İslam’ın gençlere verdiği değeri Kur’an’dan örnekler ile açıklayan Başkan Erbaş, gencin tanımını yaparak şunları kaydetti:

- Genç demek kalbi yardıma ve paylaşıma açık demektir

Genç demek hayattan beklentisi yüksek demektir, bedeni ve ruhu dinç, kalbi yardıma ve paylaşıma açık demektir. Onun bu dinamikliği, bu canlılığı onu verimli kılan en önemli özelliğidir.

Yaşadığımız çağda teknolojik gelişmeler hayatı bir yandan kolaylaştırırken öte yandan zorlaştırmaktadır. Geçtiğimiz yüzyılın ortalarına kadar gençlerin şahsiyetleri, kimlikleri aile, okul ve çevre odağında oluşurken günümüzde bu unsurlara dijital dünya dediğimiz bir başka güç daha dâhil olmuştur. Bu yeni gücün, gençlerin kimliklerinin oluşumunda hızla ilk sırayı aldığını da hepimiz müşahede ediyoruz.

- Yaşanabilir, sürdürülebilir bir dünyayı dert edinen, bu uğurda kendini sorumlu hisseden gençler yetiştirmeliyiz

Gençlerin yetiştirilmesinde her ülkenin kendi değeri, kültürü, inancı doğrultusunda bir eğitim modeli oluşturduğunu anımsatan Başkan Erbaş, "Toplumsal hayatta birbirlerine saygılı, zihni ve fikri savrulmalar karşısında acze düşmeyen, değerler alanında inancını ve ifade hürriyetini merkeze alan bir bakış açısına sahip gençler yetiştirmeliyiz. İnandığı değerleri, tutarlı ve anlamlı bir bütün içinde ifade edebilecek potansiyele sahip gençler… Yaşanabilir, sürdürülebilir bir dünyayı dert edinen, bu uğurda kendini sorumlu hisseden gençler… Milli ve manevi değerlerle yoğrulmuş, iyi derecede bir veya birkaç yabancı dil bilen, yaşadığı çevreye olumlu katkı sağlayan, kendini ve rabbini bilen, örnek gençler...”

- Dünyanın, yaratılanı seven ve bu sevgiyi öğretecek insanlara ihtiyacı var

Biz sevgi medeniyetinin çocuklarıyız diyen Başkan Erbaş, "Sevgi medeniyetinin öğretmenleri olarak gençleri sevgiyle yetiştirmeliyiz.
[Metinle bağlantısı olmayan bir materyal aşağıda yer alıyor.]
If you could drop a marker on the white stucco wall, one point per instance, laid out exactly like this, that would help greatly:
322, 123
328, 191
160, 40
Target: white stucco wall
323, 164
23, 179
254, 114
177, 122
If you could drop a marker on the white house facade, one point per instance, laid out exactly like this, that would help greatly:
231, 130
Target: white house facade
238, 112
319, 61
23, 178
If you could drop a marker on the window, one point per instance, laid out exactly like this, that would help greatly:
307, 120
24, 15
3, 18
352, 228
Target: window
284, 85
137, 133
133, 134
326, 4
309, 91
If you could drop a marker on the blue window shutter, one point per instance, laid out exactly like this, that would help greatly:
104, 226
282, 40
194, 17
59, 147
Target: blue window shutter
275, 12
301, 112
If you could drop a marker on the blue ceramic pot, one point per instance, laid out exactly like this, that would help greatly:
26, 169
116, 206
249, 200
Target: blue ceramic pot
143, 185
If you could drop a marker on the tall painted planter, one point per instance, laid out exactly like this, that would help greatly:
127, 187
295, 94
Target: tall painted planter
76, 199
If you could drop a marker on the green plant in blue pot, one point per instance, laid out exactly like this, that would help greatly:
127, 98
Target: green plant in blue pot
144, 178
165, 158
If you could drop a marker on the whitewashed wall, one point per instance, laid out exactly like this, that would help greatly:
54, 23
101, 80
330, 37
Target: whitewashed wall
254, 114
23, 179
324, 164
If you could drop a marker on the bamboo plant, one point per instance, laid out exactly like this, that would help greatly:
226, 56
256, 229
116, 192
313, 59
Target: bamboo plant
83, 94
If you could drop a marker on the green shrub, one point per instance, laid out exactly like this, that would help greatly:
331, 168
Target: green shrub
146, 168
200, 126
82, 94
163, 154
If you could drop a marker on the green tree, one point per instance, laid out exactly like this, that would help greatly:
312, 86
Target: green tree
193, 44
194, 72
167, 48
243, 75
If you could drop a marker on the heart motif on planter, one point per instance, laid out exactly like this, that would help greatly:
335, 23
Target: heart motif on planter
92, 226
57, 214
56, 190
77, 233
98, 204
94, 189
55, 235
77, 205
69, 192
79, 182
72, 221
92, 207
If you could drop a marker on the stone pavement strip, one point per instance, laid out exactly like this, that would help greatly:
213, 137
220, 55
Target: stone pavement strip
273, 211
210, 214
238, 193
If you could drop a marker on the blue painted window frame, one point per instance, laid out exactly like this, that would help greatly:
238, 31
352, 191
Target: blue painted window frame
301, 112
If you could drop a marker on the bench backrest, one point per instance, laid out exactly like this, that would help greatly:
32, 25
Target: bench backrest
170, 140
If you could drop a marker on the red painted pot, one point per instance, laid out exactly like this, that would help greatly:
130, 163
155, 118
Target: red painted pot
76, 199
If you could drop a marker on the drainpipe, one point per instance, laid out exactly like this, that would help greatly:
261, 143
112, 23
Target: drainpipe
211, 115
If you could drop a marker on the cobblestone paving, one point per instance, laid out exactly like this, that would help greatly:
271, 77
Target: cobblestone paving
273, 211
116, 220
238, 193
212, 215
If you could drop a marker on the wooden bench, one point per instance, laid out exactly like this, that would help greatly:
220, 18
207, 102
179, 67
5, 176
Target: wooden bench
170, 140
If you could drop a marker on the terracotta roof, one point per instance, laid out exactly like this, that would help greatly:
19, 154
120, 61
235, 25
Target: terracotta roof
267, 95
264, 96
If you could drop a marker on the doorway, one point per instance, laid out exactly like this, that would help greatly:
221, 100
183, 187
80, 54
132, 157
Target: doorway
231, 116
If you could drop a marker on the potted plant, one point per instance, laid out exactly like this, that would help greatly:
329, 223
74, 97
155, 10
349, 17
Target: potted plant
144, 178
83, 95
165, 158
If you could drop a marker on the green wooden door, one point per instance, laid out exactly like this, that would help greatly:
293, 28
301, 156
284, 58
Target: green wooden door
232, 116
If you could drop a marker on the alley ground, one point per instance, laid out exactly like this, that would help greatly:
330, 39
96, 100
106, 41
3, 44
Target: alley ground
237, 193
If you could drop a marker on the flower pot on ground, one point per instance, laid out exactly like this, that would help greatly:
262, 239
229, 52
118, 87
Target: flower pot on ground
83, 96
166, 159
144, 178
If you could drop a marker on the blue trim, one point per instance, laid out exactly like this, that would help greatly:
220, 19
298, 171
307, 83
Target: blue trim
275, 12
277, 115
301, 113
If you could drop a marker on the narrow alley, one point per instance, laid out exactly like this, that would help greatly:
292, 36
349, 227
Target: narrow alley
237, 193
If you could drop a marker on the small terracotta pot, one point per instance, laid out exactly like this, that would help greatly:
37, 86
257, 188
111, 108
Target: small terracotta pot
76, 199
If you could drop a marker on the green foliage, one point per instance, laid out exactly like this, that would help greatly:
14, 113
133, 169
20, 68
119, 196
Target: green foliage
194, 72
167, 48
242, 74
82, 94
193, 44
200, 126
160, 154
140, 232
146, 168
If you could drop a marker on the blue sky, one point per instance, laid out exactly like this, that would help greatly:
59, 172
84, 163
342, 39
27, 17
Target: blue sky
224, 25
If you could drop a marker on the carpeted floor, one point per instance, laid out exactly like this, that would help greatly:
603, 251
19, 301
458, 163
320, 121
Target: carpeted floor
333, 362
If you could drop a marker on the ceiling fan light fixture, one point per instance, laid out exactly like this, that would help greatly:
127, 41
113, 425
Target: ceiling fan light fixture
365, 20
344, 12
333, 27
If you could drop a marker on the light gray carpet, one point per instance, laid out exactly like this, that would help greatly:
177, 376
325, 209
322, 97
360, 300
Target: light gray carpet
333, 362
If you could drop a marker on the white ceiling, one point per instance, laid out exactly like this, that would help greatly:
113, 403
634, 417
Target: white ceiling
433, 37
Dünyanın, yaratılanı seven ve bu sevgiyi öğretecek insanlara ihtiyacı var. Sevgi, önce Allah’ı sevmekle başlar, anne - babayı, aileyi, öğretmeni, çevreyi ve tüm yaratılanları sevmekle etkisini gösterir. Sevgi, saygıyla birleştiği zaman toplumda pozitif bir enerji oluşur. Ve bu enerji dalga, dalga tüm topluma yayılır." ifadelerini kaydetti.

29 Mayıs Eğitim Kurumları olarak eğitim hayatında güçlü bir şekilde yer almayı hedefleyen bizler istiyoruz ki bu güzel ülkemizi bizden sonra emin ve güvenilir ellere teslim edelim diyen Başkan Erbaş, bu eğitim yolculuğundaki en önemli faktörün öğretmeler olduğunu belirterek konuşmasını şöyle sürdürdü:

- Öğretmen saygın olduğunda öğretmenin anlattıkları da saygın ve değerli olur

"Sevgili Öğretmenlerimiz, eğitim yolculuğunda, şüphesiz en önemli paydaş sizlersiniz. Sizlerin örnek oluşu, gençlerimize, çocuklarımıza sevgiyle, şefkat ve sabırla yaklaşımınız, ardından saygıyı doğuracaktır. Öğretmen saygın olduğunda öğretmenin anlattıkları da saygın ve değerli olur. Günümüzde değerlerin yaşatılması, kimlikleştirilmesi için yapacağınız tüm çabalar, projeler, destekler, hem bu dünyada karşılık bulacak hem de ahirette karşınıza sevap olarak Rabbimiz tarafından ikram edilecektir. Bu düşüncelerimizi duaya dönüştürerek Rabbimizden yardım isteyelim.”

- Daha fazla hizmet üretmek istiyoruz

İzmir Bornova Kolejinin 1994’ten beri Türkiye Diyanet Vakfının bayrağını eğitim alanında başarıyla dalgalandırdığını vurgulayan Başkan Erbaş, “Bornova Koleji üzerinden kazandığımız deneyim ile daha çok okul açarak bu alanda daha fazla hizmet üretmek istiyoruz. Bu yıl Ankara’da Ferda Kolejinin ekibimize dâhil ettik. Her iki kurumumuz da çok tecrübeli, güçlü öğretmen ve yönetici kadrosuna sahipler. Bu güçlü kadrolarımızı Türkiye Diyanet Vakfımızın misyonu olan, "Yeryüzünde iyiliğin hâkim olması için çaba sarf etmek ve çaba sarf edenlere de her türlü desteği ve katkıyı sağlamak" anlayışıyla bütünleştirmek istiyoruz." değerlendirmesinde bulundu.

Kur’an’daki iyilik kavramına işaret eden Başkan Erbaş konuşmasını şöyle tamamladı:

"Diyanet İşleri Başkanlığı ve Türkiye Diyanet Vakfı olarak en büyük gayemiz, sizler gibi değerli hocalarımızla birlikte misyonumuz ve değerlerimiz ışığında yola çıkarak, eğitim sistem ve modelimizi yapılandırdıktan sonra Türkiye’de daha birçok yerde aynı modelde okullar açarak insanımıza hizmet etmektir. Bu vesileyle, bu kutlu gayeye gönül veren tüm kardeşlerimize, öğretmenlerimize, yöneticilerimize, tüm çalışanlarımıza ve mensuplarımıza sonsuz teşekkür ediyorum."